In a stunning piece of accounting, solar, wind, and hydroelectric power supply was found to have met 100% of new power installations globally during the first half of the 2022.
This prevented a 4% increase in fossil-fuel generation, avoided $40 billion in fuel costs and 230 million tons of CO2 in emissions.
This was compiled in a report by a London energy think tank called Ember.
Across 75 countries representing 90% of global electricity demand, the report found that the renewable sources wind, solar, and hydro increased by 416 terawatt hours (TWh), slightly exceeding the rise in electricity demand itself at 389 TWh.
Essentially what the report showed is that anytime utility companies in 75 countries needed more electricity generation, they installed a renewable source. This didn’t push out existing fossil fuel sources, but as GNN has reported before, the increase in renewable energy across richer nations has enabled some of them, particularly Germany and Australia, to meet 100% of the electricity demand without ever needing to burn a cubic meter of gas.

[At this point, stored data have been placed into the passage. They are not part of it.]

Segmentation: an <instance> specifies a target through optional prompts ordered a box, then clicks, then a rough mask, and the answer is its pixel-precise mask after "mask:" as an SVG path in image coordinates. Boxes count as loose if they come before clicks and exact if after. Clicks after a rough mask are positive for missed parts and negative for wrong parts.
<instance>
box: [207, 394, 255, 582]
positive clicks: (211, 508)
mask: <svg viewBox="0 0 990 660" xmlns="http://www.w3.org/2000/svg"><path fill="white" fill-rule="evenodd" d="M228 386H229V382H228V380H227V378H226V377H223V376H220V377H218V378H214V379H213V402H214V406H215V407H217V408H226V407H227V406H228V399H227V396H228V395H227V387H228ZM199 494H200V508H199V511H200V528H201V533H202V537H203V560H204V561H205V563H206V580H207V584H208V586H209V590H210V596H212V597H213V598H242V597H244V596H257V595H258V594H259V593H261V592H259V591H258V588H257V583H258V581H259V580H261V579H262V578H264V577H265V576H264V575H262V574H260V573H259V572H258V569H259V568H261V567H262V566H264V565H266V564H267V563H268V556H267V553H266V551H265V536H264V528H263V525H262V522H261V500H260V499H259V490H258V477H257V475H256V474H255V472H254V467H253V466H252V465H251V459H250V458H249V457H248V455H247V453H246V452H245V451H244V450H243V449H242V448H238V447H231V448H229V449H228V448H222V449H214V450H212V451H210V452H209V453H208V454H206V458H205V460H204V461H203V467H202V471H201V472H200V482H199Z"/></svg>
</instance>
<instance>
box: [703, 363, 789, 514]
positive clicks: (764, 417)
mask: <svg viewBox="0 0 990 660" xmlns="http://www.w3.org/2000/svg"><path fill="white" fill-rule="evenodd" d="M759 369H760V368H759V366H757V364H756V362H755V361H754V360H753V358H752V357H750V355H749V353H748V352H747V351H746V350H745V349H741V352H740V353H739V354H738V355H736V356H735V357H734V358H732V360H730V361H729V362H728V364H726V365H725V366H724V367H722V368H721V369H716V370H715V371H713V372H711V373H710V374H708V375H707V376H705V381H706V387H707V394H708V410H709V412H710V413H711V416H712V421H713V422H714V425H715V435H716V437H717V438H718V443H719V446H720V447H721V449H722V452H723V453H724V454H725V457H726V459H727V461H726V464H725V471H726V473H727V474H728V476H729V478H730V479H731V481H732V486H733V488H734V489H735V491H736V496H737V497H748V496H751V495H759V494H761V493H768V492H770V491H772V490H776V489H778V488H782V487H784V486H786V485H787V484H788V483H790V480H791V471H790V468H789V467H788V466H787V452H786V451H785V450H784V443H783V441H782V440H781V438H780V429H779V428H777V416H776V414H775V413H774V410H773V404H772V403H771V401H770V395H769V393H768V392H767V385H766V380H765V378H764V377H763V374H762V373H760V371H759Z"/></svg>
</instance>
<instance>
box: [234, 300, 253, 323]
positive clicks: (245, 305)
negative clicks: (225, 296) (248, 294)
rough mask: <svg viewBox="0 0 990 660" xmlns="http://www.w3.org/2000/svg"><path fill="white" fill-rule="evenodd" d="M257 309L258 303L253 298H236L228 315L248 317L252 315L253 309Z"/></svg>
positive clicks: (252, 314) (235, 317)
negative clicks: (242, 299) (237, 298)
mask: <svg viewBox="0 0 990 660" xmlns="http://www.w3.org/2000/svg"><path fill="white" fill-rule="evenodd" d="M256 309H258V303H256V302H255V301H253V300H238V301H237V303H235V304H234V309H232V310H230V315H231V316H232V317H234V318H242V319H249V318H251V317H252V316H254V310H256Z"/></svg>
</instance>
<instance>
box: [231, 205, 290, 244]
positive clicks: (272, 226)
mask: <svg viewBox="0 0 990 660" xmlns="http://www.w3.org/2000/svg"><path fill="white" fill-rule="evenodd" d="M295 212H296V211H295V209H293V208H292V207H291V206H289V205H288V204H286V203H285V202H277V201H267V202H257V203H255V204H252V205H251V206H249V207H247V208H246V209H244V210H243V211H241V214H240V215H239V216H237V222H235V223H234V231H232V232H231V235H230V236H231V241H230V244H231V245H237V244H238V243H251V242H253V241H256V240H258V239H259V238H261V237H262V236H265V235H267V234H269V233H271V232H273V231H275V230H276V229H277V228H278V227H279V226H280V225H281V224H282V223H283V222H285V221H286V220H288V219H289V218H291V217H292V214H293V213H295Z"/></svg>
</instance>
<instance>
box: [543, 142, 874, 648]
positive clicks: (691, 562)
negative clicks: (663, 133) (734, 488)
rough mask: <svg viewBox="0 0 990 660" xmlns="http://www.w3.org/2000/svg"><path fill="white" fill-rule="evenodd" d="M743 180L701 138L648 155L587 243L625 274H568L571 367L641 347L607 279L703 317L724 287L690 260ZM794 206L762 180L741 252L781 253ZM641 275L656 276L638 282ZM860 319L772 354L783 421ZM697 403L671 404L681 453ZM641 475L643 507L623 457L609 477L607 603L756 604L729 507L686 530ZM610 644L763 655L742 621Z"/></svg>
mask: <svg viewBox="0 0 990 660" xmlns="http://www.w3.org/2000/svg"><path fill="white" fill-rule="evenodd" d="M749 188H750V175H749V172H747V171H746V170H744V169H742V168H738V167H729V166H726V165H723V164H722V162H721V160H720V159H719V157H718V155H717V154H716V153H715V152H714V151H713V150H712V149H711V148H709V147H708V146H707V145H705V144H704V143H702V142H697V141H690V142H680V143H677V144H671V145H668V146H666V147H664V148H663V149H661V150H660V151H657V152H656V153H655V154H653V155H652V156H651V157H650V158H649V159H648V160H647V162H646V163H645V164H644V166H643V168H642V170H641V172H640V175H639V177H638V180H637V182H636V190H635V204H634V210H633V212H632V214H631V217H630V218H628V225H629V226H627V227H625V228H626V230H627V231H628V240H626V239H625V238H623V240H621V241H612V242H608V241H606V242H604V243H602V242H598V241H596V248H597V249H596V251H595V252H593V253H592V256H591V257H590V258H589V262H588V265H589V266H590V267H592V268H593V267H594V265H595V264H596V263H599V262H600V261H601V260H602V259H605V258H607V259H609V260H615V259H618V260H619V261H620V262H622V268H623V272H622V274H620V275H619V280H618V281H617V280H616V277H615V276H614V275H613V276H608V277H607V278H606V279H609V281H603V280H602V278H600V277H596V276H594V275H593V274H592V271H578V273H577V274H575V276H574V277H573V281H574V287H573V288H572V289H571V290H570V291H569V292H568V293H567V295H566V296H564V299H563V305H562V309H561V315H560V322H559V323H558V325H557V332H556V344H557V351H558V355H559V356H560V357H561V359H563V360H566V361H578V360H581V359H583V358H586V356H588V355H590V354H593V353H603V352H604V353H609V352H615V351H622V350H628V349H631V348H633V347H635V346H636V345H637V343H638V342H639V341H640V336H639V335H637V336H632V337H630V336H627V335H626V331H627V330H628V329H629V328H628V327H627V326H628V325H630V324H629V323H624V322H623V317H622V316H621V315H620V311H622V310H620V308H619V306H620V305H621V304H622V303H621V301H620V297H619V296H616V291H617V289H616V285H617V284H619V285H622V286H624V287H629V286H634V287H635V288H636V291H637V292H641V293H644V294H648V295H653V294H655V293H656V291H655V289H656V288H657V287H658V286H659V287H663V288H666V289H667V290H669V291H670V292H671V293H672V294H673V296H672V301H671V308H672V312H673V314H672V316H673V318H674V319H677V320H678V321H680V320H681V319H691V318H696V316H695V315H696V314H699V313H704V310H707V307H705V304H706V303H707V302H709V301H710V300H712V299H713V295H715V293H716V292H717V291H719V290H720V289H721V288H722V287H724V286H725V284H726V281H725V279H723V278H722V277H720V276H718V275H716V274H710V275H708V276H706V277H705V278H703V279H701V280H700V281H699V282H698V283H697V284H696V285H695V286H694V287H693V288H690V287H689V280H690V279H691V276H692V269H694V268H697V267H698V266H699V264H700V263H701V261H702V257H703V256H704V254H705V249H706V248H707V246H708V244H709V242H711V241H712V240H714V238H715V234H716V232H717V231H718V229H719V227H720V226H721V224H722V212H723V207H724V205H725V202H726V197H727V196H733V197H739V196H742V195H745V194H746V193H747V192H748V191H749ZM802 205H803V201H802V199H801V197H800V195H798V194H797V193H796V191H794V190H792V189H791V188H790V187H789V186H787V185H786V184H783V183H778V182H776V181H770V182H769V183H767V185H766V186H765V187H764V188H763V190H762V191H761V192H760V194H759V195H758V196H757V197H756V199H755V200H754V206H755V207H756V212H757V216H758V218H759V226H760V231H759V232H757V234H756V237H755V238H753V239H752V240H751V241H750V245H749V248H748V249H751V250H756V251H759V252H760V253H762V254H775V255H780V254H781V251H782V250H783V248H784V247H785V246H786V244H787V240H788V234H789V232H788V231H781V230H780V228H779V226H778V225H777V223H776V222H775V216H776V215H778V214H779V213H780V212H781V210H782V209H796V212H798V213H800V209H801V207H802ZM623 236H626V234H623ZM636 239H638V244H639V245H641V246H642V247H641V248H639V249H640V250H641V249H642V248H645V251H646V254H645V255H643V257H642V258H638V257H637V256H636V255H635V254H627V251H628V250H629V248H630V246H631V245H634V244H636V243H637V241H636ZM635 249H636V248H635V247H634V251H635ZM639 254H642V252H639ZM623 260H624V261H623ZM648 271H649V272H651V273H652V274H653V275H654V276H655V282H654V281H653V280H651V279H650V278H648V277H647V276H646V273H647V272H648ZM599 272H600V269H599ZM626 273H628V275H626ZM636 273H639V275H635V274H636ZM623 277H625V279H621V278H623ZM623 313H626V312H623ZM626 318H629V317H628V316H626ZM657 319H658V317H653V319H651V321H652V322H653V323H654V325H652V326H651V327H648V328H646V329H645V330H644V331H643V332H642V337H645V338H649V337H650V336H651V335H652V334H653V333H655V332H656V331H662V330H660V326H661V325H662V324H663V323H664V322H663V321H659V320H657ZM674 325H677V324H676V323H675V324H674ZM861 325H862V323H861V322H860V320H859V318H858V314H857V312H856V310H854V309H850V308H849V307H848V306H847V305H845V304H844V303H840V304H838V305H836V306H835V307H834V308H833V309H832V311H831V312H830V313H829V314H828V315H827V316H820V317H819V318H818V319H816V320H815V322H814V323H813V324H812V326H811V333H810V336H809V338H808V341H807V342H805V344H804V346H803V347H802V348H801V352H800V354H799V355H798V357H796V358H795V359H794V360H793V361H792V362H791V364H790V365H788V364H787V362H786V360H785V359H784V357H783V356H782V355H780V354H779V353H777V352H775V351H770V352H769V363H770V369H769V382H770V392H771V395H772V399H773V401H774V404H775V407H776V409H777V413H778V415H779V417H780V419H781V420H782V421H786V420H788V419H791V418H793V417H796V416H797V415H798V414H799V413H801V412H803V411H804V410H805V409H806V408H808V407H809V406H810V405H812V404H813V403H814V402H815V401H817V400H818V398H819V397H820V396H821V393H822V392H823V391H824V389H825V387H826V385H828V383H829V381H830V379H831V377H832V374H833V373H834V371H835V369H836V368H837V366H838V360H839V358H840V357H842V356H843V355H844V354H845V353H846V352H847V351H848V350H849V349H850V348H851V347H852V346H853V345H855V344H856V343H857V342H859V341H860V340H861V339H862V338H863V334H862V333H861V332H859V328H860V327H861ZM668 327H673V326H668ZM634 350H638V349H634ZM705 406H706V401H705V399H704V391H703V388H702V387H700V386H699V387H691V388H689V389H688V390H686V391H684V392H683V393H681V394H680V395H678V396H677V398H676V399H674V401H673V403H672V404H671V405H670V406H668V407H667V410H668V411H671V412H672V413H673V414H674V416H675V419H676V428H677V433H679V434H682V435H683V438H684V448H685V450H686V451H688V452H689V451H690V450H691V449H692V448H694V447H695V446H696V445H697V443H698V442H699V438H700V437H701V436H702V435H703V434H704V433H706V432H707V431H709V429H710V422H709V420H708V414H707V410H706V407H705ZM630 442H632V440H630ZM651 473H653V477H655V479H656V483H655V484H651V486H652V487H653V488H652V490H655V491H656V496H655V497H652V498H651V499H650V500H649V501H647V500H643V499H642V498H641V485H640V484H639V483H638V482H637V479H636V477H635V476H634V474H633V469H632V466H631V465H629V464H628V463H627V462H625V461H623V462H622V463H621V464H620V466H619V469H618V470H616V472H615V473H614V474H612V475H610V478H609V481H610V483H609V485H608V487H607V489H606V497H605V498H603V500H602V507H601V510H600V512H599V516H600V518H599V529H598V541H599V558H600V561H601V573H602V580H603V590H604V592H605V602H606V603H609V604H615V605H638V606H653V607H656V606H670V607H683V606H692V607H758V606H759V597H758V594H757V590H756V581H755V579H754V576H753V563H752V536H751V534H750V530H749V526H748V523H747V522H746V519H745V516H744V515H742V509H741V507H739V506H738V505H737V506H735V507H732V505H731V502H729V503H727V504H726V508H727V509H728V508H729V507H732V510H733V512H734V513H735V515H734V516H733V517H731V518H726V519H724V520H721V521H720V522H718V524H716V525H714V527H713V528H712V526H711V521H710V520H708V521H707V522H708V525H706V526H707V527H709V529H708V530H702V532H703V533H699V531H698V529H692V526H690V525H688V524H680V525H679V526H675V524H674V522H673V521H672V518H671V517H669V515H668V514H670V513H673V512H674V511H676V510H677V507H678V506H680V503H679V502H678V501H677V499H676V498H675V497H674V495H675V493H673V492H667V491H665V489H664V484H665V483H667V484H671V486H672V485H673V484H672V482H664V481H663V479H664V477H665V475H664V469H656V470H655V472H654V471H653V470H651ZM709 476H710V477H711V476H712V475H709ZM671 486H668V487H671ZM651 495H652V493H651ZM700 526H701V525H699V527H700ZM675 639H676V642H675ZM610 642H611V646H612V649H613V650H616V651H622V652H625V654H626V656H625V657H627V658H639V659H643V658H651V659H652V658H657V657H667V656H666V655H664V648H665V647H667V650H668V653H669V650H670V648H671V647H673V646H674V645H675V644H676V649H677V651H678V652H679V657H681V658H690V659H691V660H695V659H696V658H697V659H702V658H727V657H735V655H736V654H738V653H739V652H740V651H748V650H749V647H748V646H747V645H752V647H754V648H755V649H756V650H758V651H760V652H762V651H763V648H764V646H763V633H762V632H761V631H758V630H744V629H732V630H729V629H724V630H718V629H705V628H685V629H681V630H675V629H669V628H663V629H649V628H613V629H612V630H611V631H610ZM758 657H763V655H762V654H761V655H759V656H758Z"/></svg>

This is because electricity demand varies throughout the day, and provided it doesn’t exceed a certain limit, the input from renewables to the grid can sometimes be enough altogether.
Fossil fuel demand remained largely unchanged between the first six months of 2022 and the first six months of 2021, although they’re likely to increase going into winter with the energy scarcity in Europe.
“The growth in wind and solar prevented a 4% rise in fossil fuel electricity generation worldwide,” the report says in its executive summary. “In China, the growth in wind and solar enabled fossil fuel power to fall by 3%.”